5 min read

Issue #81: SwiftUI's Toolbars Grow Up, iPhone Apps Get Resizable, and a Community Skill for Better Tests

Hey everyone! 👋

Two weeks past the keynote and there's still plenty to chew on. This issue: SwiftUI's toolbar API finally gets real overflow and priority logic, Xcode 27's resizable iPhone apps turn out to be a bigger deal than the one-liner in the keynote suggested, and the community has put together a genuinely solid Agent Skill for writing better Swift Testing code. Let's get into it. 🛠️

SwiftUI's Toolbars Get Actual Overflow Logic

Majid published a deep dive into the new toolbar APIs that were only briefly mentioned right after WWDC26, and it turns out there's a lot more here than a one-line callout suggested. The core problem: a toolbar with five or six items looks fine on macOS but gets crushed the moment it hits an iPhone in portrait. SwiftUI now has an actual system for handling that instead of just letting things overflow unpredictably.

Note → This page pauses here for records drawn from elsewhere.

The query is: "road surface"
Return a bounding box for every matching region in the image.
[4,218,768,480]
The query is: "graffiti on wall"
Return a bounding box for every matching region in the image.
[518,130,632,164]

visibilityPriority lets you mark which toolbar groups matter most so the system knows what to drop first on smaller screens:

struct ContentView: View {
    var body: some View {
        NavigationStack {
            Text("Hello, World!")
                .navigationTitle("Hello")
                .toolbar {
                    ToolbarItemGroup(placement: .primaryAction) {
                        Button("Action 1") { }
                    }
                    .visibilityPriority(.high)

                    ToolbarItemGroup {
                        Button("Action 2") { }
                        Button("Action 3") { }
                        Button("Action 4") { }
                        Button("Action 5") { }
                    }
                }
        }
    }
}

For items you want permanently tucked away rather than collapsing automatically, there's now a dedicated ToolbarOverflowMenu type:

.toolbar {
    ToolbarItemGroup(placement: .primaryAction) {
        Button("Action 1") { }
    }
    ToolbarOverflowMenu {
        Button("Action 2") { }
        Button("Action 3") { }
        Button("Action 4") { }
        Button("Action 5") { }
    }
}

Two more worth knowing: topBarPinnedTrailing keeps a critical action, like a share button, glued to the trailing edge no matter what else collapses, and toolbarMinimizeBehavior lets tab, bottom, window, and navigation bars shrink as the user scrolls, without writing any of that logic yourself.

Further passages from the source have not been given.